Cómo enseñar en el aula universitaria

 Cómo enseñar en el aula universitaria

 

Agustín de la Herrán y Joaquín Paredes (coords.)

Pirámide, Madrid, 2010

 

El llamado proceso de Bolonia, según los coordinadores de esta obra —en la que participan otros 11 reconocidos profesores universitarios—, es una oportunidad para que la pedagogía y la didáctica entren por la puerta grande de la universidad y vayan produciendo un “consenso sobre una enseñanza menos transmisiva y organizada en torno al profesor y, por ende, más centrada en la actividad del estudiante y más aplicada”.

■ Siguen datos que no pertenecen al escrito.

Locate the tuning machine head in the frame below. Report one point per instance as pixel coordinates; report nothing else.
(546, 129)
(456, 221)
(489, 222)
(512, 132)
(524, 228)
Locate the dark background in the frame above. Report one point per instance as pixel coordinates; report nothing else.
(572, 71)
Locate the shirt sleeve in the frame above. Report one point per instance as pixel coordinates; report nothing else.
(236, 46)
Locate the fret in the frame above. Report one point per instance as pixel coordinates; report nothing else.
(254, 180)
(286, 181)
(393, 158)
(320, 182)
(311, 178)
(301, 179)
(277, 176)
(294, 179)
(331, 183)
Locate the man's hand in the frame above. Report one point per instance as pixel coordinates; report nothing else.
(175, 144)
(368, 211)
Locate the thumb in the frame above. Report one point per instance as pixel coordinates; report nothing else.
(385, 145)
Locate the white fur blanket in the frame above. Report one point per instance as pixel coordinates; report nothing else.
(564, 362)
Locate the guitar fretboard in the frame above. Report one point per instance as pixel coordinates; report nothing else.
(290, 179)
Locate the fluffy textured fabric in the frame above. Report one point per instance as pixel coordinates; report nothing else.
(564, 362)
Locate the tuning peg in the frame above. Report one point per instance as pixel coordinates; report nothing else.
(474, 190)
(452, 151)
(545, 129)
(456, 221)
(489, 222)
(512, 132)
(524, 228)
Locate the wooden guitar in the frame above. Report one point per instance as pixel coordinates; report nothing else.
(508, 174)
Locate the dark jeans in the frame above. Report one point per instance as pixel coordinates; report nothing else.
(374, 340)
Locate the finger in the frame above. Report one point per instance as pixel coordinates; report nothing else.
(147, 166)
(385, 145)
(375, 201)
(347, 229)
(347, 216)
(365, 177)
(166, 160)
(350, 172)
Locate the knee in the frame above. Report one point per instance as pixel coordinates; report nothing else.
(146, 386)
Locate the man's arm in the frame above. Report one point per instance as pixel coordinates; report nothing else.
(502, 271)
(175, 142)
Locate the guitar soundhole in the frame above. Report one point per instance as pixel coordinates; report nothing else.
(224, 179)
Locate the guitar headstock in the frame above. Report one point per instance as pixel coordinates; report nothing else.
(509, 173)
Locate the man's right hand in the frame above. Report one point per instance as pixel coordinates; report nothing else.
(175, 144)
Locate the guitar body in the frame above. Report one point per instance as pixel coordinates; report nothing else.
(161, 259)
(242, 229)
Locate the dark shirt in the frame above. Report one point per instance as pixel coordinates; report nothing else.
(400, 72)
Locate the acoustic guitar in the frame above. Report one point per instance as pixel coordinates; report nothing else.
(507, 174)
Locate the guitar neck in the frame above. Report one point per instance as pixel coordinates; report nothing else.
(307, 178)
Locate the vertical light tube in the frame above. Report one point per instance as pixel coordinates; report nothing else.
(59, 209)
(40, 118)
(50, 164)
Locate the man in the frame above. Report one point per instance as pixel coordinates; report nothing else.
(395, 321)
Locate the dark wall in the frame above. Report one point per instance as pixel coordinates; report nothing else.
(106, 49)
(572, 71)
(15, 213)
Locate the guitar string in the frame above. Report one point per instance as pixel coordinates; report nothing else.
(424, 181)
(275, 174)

En las diversas aportaciones se ponen de relieve las posibilidades y las dificultades para que esta necesaria revolución didáctica opere en esta vieja institución. El diagnóstico inicial de Agustín de la Herrán no invita al optimismo cuando señala un conjunto de disparates relacionados con la finalidad de la enseñanza universitaria, la formación del profesorado y su tradición, que formula con vehemencia: “Algunos docentes no se consideran a sí mismos profesores, sino profesionales e investigadores ‘con carga docente’... La formación de los alumnos no es lo que más importa en general a los docentes. Lo que polariza su interés es el propio CV y la preeminencia del propio ‘clan académico’ ”.

Pero en otros textos del libro se señalan vías de avance y experimentación más esperanzadoras, con inclusión de experiencias de cierto calado vanguardista. Entre éstas cabe citar, por ejemplo, la de Fernando Hernández: a partir de la perspectiva socioconstructivista y de los proyectos de trabajo se genera un proceso de aprendizaje creativo y compartido que parte de la experiencia de los estudiantes y provoca el conocimiento vinculado con problemáticas reales que mueven a la búsqueda de alternativas, con actividades presenciales y no presenciales.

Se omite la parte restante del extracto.